Sorry you didn't get a response. I didn't know and I hoped someone else would. When I saw your post was still sitting here I went looking. I think I found the answer, but unfortunately it is all bad news. I believe this is Southern stem blight, aka southern blight, white mold.

It is a plant disease that usually only occurs in warm areas (hence the southern). You didn't say where you are.

Here's one picture of it I found, looking pretty much like yours.

Image
https://beanipm.pbgworks.org/sites/beani ... k=g983O5e1

It usually occurs like yours on the stem down near the soil, but can spread to any parts that are near the soil, such as if leaves or fruits are hanging down. And it spreads down into the roots.

It is pretty deadly and there is no real cure. They say as soon as you spot it on plants, you should remove and trash the whole plant (not in compost pile), to try to prevent it from spreading through your garden. Many plant diseases are specific to one type of plant or one family of plants, but unfortunately this one can infect over 500 different plants. So if you don't get it out of your garden, it can take over your whole garden. The spores and maybe other parts of the disease organism are in the soil, so you can try treating your soil. That would be with heat treatments, including solarization (look it up), soil drenches of fungicides, deep plowing, and then adding a lot of bioactive compost.

Most important is prevention, especially now that you know it is in your garden. It likes warm, moist conditions. So you want to keep your garden as dry as you can and with good air circulation. Keep your plants well spaced and pruned so as to promote air circulation. Water as little as you can (infrequent deep watering) and only water the soil. Mulch heavily to prevent soil from splashing up on to the plants.

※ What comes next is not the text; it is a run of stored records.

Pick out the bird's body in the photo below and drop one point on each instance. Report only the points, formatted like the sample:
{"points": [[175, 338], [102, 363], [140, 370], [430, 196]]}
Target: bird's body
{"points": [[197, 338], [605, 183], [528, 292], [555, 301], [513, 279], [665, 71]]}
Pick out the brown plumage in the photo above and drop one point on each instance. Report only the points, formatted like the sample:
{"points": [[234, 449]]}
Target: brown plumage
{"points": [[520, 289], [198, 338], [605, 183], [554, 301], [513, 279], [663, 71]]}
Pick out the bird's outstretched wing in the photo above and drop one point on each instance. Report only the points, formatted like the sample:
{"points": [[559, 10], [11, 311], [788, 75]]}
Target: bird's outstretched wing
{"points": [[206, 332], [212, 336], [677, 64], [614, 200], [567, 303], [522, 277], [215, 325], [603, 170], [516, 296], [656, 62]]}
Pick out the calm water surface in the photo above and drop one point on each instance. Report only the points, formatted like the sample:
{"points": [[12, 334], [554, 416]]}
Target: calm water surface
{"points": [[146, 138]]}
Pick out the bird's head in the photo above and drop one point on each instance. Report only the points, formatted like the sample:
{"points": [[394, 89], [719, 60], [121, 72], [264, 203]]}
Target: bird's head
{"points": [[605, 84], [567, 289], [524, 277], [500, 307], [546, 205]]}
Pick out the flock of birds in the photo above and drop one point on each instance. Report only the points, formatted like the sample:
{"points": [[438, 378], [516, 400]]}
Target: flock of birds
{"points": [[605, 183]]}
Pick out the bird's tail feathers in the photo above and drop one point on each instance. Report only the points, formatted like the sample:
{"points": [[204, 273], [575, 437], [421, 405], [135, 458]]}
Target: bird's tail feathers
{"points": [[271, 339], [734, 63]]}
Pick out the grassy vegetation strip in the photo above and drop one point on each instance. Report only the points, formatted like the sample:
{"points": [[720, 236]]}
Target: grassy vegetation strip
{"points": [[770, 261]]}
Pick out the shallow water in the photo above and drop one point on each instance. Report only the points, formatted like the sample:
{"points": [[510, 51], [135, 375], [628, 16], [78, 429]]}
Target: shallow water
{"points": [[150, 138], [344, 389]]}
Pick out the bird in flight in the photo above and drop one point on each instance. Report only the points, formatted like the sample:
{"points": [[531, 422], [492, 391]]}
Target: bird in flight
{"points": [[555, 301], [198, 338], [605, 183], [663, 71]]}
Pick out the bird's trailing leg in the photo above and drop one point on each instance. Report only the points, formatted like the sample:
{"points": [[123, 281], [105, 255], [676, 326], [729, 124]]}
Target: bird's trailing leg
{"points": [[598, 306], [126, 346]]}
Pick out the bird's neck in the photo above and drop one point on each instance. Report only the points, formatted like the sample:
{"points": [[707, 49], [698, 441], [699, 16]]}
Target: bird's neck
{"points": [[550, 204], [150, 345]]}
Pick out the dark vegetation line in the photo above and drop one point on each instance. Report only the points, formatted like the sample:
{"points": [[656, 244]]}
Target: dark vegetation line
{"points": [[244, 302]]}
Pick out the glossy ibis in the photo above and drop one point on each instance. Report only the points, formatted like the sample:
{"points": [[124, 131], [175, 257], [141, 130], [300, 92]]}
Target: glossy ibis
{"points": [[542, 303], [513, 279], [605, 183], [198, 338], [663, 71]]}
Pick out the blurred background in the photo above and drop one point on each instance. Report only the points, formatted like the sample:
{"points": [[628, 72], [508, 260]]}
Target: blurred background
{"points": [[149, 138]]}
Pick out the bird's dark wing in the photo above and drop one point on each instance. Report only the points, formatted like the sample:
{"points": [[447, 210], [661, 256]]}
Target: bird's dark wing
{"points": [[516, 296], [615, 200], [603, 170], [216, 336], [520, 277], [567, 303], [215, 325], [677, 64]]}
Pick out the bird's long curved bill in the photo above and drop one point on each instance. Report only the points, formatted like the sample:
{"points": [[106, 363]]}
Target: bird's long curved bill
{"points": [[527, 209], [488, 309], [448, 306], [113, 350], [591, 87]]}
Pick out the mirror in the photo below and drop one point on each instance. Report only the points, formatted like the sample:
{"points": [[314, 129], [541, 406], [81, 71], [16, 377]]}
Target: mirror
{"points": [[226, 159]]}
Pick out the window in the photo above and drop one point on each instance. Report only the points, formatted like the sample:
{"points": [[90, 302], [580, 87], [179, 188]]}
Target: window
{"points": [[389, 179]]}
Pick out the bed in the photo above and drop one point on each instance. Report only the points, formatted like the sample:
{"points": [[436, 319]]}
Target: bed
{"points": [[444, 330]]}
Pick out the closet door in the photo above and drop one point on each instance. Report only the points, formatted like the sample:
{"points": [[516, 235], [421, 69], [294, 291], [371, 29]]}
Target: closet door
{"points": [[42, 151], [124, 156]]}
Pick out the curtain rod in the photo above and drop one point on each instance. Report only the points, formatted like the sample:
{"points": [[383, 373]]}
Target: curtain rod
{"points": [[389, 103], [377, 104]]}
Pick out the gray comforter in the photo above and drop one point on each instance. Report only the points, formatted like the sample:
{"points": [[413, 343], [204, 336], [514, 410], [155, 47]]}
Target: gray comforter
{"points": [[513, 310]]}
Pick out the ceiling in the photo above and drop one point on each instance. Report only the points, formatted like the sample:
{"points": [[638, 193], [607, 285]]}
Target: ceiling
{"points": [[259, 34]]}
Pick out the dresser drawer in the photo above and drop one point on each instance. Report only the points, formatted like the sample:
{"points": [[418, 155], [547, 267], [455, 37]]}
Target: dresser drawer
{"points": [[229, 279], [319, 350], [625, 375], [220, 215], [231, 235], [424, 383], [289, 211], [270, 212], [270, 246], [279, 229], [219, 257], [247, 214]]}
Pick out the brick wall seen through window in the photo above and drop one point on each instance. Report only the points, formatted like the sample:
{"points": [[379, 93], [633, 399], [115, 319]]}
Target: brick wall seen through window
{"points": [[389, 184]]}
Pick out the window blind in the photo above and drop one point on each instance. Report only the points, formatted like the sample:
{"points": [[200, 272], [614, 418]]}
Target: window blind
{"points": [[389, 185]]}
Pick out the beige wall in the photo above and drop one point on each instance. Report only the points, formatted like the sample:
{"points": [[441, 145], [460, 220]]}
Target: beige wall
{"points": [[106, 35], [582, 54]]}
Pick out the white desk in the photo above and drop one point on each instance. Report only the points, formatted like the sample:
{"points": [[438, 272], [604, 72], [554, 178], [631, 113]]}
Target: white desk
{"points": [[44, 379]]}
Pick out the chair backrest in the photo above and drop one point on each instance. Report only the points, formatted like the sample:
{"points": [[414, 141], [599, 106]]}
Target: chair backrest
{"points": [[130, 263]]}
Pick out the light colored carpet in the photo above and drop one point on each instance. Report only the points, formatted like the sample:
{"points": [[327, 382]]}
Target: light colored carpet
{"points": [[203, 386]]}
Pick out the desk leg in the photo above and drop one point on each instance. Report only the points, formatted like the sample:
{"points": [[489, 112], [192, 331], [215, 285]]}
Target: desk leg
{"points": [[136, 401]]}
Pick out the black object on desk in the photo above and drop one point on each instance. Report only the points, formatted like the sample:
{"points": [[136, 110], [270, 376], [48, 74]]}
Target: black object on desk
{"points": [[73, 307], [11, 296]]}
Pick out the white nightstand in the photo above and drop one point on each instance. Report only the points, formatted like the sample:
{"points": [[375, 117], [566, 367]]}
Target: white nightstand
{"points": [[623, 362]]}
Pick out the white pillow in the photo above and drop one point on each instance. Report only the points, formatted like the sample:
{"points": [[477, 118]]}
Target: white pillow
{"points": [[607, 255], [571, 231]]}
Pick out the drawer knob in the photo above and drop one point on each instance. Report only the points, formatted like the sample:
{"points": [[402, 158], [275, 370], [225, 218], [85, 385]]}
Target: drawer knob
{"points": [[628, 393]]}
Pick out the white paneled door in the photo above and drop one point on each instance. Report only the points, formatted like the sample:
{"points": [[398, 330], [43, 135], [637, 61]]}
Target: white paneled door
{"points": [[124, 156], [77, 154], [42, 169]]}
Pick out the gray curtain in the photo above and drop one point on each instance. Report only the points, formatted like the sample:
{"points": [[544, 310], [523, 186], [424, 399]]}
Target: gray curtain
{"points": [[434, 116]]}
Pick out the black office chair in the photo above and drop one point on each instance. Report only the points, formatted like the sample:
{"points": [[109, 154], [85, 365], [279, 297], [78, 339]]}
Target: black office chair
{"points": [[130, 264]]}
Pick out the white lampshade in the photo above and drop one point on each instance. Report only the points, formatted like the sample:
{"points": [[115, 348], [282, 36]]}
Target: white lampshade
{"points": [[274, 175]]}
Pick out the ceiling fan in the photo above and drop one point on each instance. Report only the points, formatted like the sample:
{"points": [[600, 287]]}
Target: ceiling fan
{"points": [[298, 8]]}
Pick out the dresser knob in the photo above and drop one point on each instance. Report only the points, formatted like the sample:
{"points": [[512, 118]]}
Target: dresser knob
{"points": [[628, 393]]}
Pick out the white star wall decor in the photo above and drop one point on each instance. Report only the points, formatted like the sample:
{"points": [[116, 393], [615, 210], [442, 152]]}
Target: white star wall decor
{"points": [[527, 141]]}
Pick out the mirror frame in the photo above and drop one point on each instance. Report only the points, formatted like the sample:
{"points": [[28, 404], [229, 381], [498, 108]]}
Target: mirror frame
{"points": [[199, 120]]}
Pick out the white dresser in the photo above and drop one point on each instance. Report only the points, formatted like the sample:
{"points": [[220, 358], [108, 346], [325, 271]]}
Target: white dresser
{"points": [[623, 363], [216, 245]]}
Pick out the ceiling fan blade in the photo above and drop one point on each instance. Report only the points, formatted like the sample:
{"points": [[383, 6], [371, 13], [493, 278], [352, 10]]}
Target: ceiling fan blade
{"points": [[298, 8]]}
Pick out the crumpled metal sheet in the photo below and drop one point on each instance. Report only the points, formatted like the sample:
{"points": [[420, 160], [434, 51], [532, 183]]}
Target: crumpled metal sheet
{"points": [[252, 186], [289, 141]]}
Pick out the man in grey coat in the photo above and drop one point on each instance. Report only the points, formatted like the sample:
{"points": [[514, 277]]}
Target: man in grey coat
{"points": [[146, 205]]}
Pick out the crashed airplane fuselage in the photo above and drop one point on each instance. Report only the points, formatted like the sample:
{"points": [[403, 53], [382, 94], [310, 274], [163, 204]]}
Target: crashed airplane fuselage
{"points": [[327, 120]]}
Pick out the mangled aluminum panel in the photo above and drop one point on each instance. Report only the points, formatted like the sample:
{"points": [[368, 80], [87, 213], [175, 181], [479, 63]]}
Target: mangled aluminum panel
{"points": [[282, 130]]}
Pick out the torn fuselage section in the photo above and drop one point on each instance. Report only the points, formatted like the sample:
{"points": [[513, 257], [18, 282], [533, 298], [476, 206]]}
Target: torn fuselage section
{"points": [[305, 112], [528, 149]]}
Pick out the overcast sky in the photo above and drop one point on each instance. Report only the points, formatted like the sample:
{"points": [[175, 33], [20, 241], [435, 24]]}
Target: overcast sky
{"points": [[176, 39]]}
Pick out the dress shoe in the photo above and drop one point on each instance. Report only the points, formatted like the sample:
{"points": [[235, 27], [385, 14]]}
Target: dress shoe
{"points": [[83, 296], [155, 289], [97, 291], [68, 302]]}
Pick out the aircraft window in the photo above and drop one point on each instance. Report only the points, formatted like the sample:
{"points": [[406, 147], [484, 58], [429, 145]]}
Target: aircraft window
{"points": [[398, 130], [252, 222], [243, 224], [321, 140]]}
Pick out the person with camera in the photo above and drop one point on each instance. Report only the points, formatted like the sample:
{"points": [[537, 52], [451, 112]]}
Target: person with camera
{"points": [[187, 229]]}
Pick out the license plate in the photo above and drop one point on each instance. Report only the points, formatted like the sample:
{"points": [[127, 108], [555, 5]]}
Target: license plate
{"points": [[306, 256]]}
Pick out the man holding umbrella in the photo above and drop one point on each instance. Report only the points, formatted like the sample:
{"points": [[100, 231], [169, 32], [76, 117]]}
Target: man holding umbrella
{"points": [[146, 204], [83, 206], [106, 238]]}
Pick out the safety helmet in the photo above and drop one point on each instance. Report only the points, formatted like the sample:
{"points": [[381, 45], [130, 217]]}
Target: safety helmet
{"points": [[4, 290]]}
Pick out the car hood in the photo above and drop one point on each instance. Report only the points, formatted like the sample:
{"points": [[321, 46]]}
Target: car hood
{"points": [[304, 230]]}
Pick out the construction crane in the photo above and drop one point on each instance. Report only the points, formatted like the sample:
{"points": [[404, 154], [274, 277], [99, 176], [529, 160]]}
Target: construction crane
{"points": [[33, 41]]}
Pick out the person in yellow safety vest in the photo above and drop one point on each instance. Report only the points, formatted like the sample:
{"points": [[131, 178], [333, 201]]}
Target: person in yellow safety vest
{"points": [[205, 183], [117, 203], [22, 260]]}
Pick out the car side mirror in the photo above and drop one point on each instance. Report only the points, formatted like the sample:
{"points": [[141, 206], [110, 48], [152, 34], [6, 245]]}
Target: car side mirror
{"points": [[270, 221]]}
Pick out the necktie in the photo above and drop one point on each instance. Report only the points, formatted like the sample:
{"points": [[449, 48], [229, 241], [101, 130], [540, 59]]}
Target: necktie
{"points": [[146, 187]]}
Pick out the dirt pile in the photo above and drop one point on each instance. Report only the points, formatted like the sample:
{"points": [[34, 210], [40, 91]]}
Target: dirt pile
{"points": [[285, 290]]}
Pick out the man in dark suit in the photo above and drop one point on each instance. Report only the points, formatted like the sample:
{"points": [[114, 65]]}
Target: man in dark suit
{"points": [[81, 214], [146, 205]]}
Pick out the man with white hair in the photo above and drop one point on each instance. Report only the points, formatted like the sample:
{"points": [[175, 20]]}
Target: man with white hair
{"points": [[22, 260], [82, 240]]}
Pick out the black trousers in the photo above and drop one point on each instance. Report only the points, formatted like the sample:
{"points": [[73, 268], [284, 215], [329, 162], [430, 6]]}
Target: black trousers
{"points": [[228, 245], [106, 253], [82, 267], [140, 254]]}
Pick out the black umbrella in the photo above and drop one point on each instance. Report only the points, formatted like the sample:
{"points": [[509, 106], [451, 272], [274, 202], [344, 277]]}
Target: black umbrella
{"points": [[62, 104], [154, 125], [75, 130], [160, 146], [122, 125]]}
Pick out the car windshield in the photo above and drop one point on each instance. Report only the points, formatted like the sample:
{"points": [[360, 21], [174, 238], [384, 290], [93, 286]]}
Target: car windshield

All fungicides whether organic or chemical/synthetic work better as prevention than cure, especially for this disease. So start from the beginning of the season spraying all your plants with fungicidal sprays as well as drenching the soil. Respray the plants every couple weeks or so. Organic fungicides include hydrogen peroxide, diluted milk, baking soda, compost tea, Neem oil. You can rotate them to see what works best.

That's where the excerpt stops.